Sebelum pergi rapat dengan klien, tanpa sengaja Namjoon telah menjatuhkan arlojinya yang seharga 45 ribu dolar ke dalam segelas air dan dia bilang kalau pun benda itu rusak ia tak perlu merasa khawatir. Aku yang stres setiap kali melihat kecerobohannya yang seringkali tak tanggung-tanggung menyangkut keselamatan benda-benda mahal seperti itu. Aku tahu, karena dia kaya, jalan pikirannya jelas beda dengan aku yang orang biasa. Baginya membeli sebuah arloji adalah perkara mudah, seberapa pun harganya. Mungkin saja esok hari dia membeli Rolex untuk gantikan Patek Philippe miliknya itu. Kadang aku bertanya-tanya, untuknya, nilai prestise itu apa? Uang itu apa?
Saat sedang melamun sambil berebahan di sofa, seseorang membuka pintu dan aku terguling jatuh membentur meja gara-gara terkejut. Aku memungut kacamataku dan mengenakannya kembali sembari buru-buru bangkit berdiri.
"Maaf, Hyung, aku—"
"Kamu baik-baik saja?"
Aku mendongak. Yang memegangi lenganku bukanlah Namjoon melainkan seorang lelaki cantik berambut cokelat madu.
"Aku melihatmu jatuh dari sofa. Kukira aku sudah mengagetkanmu. I'm so sorry, seharusnya aku ketuk pintu dulu," katanya, dengan nada khawatir.
"S-aya tidak apa-apa." Aku meneguk ludah. Saat itu aku malah menghindari tatapan matanya dengan memalingkan muka. "Maaf, saya pikir Direktur Kim yang datang jadi saya kaget."
"Err, aku justru kemari untuk menemuinya. Di mana Namjoon? Aku mau mengantarkan makan siang untuknya."
Panggilan tanpa embel-embel itu, dan kotak bekal berbalut kain yang dijinjingnya menyadarkanku akan sesuatu.
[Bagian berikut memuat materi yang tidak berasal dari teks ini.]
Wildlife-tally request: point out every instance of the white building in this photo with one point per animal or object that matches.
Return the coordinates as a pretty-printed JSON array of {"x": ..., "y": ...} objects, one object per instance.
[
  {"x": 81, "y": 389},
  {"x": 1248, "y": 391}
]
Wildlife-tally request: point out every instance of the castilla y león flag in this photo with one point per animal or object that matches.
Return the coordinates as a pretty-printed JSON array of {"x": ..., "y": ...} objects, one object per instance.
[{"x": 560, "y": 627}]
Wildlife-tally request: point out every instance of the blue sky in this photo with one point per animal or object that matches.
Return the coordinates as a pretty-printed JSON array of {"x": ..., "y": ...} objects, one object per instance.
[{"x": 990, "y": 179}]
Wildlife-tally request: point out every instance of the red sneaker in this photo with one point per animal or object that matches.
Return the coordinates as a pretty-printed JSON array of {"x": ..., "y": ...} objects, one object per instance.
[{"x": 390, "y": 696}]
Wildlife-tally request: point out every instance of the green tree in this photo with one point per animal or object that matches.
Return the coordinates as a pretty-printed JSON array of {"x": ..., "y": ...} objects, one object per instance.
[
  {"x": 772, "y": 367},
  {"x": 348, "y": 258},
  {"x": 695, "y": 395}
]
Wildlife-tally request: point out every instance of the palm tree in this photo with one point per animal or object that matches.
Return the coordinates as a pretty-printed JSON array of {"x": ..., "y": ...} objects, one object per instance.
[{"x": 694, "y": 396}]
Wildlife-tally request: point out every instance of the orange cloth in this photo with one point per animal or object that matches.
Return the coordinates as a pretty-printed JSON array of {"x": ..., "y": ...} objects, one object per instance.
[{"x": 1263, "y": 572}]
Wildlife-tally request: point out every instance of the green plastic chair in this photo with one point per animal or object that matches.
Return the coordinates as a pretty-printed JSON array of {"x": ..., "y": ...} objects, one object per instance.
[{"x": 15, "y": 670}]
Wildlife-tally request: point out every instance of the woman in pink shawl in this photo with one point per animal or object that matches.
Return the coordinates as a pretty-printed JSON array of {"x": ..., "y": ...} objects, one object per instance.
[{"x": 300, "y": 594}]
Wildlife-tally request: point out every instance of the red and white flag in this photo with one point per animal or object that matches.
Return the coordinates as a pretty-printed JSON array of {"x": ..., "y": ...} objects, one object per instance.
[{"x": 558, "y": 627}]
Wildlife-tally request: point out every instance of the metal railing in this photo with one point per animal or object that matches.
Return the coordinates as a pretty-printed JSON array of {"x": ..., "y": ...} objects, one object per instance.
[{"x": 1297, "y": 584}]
Apa lelaki ini yang juga membuatkan bekal makan Namjoon kemarin?
"Oh, maaf kamu pasti bingung. Aku Seokjin, tunangannya Namjoon."
Aku malu karena sudah ketahuan menelisik. Memang aku sedang bingung juga. Barusan aku berpikir siapakah dia dan kenapa motif di kain pembungkus kotak bekal di jinjingannya serupa dengan yang lalu. Lelaki bernama Seokjin itu hanya tertawa saja. Bahunya bergerak naik-turun ringan. Kemudian, dia menaruh kotak bekalnya di atas meja dan duduk di sofa tempatku rebahan tadi. Setelah dia menghempaskan punggungnya, tawa itu reda, rautnya berubah agak capek. Aku lalu duduk di sebelahnya—tidak tepat di sebelahnya, agak di sisi—dan pura-pura berdeham membersihkan tenggorokan, padahal aku hanya ingin menyamarkan rasa canggungku saat itu.
Aku mencoba bicara dengan cara yang agak polite, "Maaf tapi ... Direktur Kim sedang rapat dengan klien di luar. Dia tidak ada di kantor."
"Hmm. Dia tidak mengangkat teleponku dan aku tidak punya ide tentang apa yang sedang ia lakukan, makanya aku sengaja datang kemari, siapa tahu aku bisa bertemu dengannya di jam istirahat seperti ini. Tapi ternyata dia sibuk, ya?"
Aku mengangguk. "Ya. Direktur Kim memang orang yang selalu sibuk."
"Kemarin aku mengiriminya bekal makan siang dan aku tidak mendapat kabar apa-apa tentang makanan itu, jadi kupikir hari ini aku perlu melihatnya makan secara langsung. Itu akan membuatku lebih tenang. Kamu tahu kan, maksudku?"
Aku terperanjat. Bukan Namjoon yang memakan makanan itu dan dia telah dibohongi. Aku tak bisa mengatakan apa-apa karena aku takut. Ya Tuhan, apa yang telah kulakukan? Aku menyesal tidak memaksa Namjoon memakan bekalnya kemarin malam.
"Maaf ya kalau aku banyak bicara, padahal kita belum saling kenal," kata lelaki itu, "dan aku juga lupa menanyakan siapa namamu. Apakah kita bisa berkenalan sekali lagi? In a proper way. Aku Kim Seokjin. Kamu?"
"Saya ... Jimin. Park Jimin. Asisten Direktur Kim."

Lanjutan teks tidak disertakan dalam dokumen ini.